0

I'm trying to recreate some work I have already done in Python using Databricks. I have a dataframe and within it is a column called 'time', of data in nanoseconds. In Python, I use the following code to convert the field into the appropriate datetime values:

import pandas as pd

# Convert time field from nanoseconds into datetime
df["time"] = pd.to_datetime(df["time"], unit='ns')

This code converts the following value 1642778070000000000 into 2022-01-21 15:14:30. I now want to do this in databricks using pyspark (as I'm scaling up the problem and the dataset I'm using is too large to do in Python). I've created a spark dataframe called df and then imported the pyspark.pandas functions and then tried effectively the same code, but it doesn't work:

from pyspark import pandas as ps
df = df.ps.to_datetime(df.columns[2], unit='ns') #the time column is in column index 2

I get an error:

'DataFrame' object has no attribute 'ps'

Any suggestions?

Any suggestions?

JGW
  • 314
  • 4
  • 18

1 Answers1

2

Pyspark does not provide any direct functions to work with time in nanoseconds.

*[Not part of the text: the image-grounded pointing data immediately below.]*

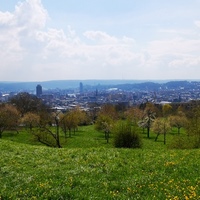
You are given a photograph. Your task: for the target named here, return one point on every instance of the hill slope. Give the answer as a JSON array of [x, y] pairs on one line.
[[29, 172]]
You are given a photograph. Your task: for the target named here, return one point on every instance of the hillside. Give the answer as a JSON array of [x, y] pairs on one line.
[[37, 172]]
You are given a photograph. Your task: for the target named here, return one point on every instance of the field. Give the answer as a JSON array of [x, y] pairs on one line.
[[89, 168]]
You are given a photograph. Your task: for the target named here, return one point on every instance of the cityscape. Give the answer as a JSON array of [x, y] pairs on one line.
[[87, 97]]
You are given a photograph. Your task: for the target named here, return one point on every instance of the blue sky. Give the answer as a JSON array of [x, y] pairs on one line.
[[99, 39]]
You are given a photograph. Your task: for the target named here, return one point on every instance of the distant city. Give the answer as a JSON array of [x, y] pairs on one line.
[[65, 95]]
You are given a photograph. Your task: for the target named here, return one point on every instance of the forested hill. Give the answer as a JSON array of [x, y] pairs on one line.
[[99, 84]]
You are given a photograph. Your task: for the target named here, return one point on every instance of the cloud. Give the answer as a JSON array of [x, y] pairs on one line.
[[34, 51], [197, 23]]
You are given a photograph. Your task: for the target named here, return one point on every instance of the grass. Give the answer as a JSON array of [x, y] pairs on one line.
[[89, 168]]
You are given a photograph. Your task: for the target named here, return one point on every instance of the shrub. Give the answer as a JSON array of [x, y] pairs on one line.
[[125, 136]]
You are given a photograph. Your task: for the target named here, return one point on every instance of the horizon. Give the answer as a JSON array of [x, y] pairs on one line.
[[41, 40]]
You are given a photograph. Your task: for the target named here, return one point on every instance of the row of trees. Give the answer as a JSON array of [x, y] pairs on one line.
[[41, 121], [153, 118], [45, 124]]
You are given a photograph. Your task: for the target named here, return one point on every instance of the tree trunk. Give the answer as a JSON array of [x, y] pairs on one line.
[[157, 137]]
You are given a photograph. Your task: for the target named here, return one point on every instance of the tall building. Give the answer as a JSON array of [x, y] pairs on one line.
[[81, 88], [38, 90]]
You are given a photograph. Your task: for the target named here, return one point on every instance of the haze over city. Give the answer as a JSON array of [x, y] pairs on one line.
[[60, 40]]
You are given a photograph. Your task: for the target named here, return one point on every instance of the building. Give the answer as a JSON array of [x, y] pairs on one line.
[[38, 90], [81, 88]]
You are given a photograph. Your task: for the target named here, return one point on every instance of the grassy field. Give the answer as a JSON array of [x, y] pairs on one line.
[[89, 168]]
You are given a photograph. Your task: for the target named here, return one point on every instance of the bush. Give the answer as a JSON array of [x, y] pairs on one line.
[[125, 136]]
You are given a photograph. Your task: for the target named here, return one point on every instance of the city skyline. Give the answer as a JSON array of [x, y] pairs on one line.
[[42, 40]]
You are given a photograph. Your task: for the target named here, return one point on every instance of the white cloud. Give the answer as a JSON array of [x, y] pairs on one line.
[[197, 23], [34, 51]]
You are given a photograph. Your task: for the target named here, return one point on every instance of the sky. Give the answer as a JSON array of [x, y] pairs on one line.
[[43, 40]]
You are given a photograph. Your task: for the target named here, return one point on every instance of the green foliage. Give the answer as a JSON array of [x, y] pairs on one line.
[[126, 137], [29, 172], [184, 142]]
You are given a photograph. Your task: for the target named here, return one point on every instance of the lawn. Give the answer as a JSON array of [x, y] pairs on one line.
[[89, 168]]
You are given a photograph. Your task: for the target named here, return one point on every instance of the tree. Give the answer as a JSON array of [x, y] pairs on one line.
[[30, 120], [161, 126], [71, 119], [104, 123], [9, 118], [147, 120], [26, 102], [178, 121], [133, 115], [193, 128], [126, 137], [44, 132], [166, 110]]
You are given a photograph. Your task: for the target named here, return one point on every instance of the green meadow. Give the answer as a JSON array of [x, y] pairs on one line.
[[90, 168]]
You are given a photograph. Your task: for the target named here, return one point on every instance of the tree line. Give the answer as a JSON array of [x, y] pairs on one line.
[[45, 124]]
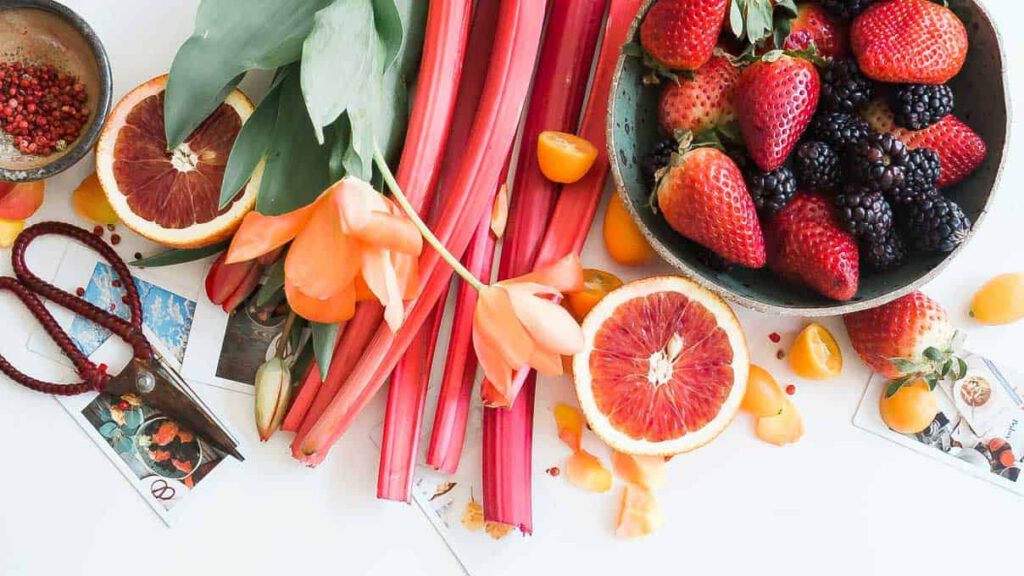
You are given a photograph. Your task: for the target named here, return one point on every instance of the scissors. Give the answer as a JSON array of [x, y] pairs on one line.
[[148, 375]]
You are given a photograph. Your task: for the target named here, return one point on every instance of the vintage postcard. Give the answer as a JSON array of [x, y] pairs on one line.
[[226, 350], [163, 460], [978, 428]]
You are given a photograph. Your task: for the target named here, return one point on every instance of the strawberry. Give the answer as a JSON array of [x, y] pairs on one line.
[[775, 100], [961, 150], [704, 198], [681, 34], [909, 41], [908, 338], [808, 247], [814, 25], [702, 101]]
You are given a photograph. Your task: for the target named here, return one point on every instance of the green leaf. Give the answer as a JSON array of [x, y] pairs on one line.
[[324, 336], [228, 40], [180, 256], [108, 429], [274, 283], [297, 167], [251, 146], [736, 17], [387, 21], [341, 62]]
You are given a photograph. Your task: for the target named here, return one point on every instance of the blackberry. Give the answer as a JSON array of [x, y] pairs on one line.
[[771, 191], [817, 166], [844, 88], [919, 106], [839, 129], [885, 254], [935, 224], [923, 167], [864, 213], [879, 162], [848, 9], [657, 159]]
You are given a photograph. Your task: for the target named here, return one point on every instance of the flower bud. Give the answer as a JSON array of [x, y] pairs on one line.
[[273, 394]]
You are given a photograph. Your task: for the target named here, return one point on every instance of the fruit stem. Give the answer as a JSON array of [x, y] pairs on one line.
[[420, 224]]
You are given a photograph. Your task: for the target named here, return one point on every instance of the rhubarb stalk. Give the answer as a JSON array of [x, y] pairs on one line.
[[556, 104], [506, 87], [433, 108]]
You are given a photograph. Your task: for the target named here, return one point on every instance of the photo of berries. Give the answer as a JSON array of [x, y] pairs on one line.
[[848, 107]]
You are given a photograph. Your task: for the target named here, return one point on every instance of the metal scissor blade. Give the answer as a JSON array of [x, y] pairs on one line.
[[161, 386]]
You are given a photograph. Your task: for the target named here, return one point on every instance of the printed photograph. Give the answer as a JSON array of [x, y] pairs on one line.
[[167, 315], [152, 445]]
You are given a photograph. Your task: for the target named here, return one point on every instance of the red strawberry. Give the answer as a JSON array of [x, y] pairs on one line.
[[700, 103], [681, 34], [775, 99], [808, 247], [909, 41], [704, 198], [813, 24], [961, 150], [903, 329]]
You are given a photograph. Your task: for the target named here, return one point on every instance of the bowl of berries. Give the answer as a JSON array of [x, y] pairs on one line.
[[54, 89], [811, 158]]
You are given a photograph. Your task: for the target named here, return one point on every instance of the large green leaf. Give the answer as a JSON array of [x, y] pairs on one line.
[[324, 337], [179, 256], [341, 59], [253, 141], [297, 167], [230, 38]]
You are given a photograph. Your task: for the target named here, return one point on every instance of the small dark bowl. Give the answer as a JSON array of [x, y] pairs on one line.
[[47, 32], [982, 101]]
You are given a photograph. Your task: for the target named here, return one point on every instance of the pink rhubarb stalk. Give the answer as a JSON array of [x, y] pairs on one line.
[[433, 108], [556, 104], [516, 41]]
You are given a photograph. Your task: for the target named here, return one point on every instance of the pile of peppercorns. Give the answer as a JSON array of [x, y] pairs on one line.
[[42, 109]]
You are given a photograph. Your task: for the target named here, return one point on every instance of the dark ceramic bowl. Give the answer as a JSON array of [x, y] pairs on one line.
[[981, 100], [49, 33]]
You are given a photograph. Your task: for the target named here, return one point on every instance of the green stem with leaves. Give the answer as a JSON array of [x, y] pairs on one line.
[[432, 240]]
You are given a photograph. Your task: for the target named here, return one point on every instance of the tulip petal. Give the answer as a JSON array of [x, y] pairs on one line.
[[380, 277], [322, 260], [496, 321], [564, 275], [339, 307], [259, 235], [390, 232], [552, 327]]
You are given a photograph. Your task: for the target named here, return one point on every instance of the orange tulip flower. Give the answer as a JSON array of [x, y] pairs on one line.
[[517, 324], [351, 244]]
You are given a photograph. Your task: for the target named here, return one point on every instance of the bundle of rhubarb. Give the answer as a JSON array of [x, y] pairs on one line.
[[846, 101]]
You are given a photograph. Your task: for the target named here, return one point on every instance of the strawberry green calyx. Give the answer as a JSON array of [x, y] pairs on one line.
[[934, 366]]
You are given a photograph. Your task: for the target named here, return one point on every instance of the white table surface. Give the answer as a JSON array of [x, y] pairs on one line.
[[842, 501]]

There is a function called from_unixtime() which takes time in seconds as argument and converts it to a timestamp of the format yyyy-MM-dd hh:mm:ss (your requirement). So, to use this function we must manually convert these nanoseconds to seconds using Pyspark.

The following is the demonstration of code that I have used on my sample data:

  • The following is the schema and sample data in my dataframe df.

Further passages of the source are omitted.